The organization, known as “Mission Readiness” wants the Pentagon to help set up an interagency committee to address what it considers the nation’s military recruiting crisis.
They recently sent a letter to acting Secretary of Defense Christopher Miller, urging him to work with heads of other relevant federal departments and agencies to take a “holistic approach” to addressing issues ultimately impacting the ability of the military to recruit personnel.
According to the Department of Defense, 71 percent of young Americans are unable to serve in uniform, largely due to obesity, drug abuse, a poor education or a crime record.
“These factors largely fall outside of the Department of Defense’s purview but have an immense impact on the ability of the military to recruit new servicemembers as well as a significant monetary impact on the Department,” of Defense, retired Air Force Gen. William M. Fraser and retired Coast Guard Adm. James M. Loy wrote in their letter.

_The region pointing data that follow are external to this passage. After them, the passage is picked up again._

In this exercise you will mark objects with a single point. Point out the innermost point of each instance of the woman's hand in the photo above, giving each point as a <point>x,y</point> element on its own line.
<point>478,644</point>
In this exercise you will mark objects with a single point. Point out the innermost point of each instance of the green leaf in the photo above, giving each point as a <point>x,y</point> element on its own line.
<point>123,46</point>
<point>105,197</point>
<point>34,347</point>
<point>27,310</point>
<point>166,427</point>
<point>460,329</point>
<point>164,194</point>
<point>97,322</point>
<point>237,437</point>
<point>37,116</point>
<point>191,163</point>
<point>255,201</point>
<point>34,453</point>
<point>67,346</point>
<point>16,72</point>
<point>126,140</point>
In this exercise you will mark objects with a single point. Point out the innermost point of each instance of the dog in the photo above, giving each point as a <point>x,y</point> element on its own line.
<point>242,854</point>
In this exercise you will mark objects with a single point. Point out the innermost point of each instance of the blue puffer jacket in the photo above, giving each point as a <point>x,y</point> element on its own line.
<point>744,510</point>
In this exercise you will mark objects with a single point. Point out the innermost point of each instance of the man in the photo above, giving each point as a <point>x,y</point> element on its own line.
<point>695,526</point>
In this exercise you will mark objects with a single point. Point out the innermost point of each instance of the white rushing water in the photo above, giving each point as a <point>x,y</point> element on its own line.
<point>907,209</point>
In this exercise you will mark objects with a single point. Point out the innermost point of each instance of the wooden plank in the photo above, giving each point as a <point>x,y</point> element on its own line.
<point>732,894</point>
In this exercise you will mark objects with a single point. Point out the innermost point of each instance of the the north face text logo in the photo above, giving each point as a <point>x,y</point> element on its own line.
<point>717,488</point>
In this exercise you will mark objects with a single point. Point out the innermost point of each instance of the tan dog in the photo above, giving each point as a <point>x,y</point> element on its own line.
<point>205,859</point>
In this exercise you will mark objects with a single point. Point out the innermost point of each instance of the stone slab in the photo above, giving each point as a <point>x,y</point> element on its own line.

“Without coordinated actions, these trends pose a significant threat to the future of the all volunteer force,” they wrote.
The group of retired generals and admirals said an interagency advisory committee — made up of executive branch departments such as Justice, Education and Agriculture — could create a long-term strategy to address the issue and ensure more young Americans are able to join the military.
“We believe this is a critical step to the sustainability of the all-volunteer force and critical for our future strength and national security,” Gen. Fraser and Adm. Loy wrote in their letter.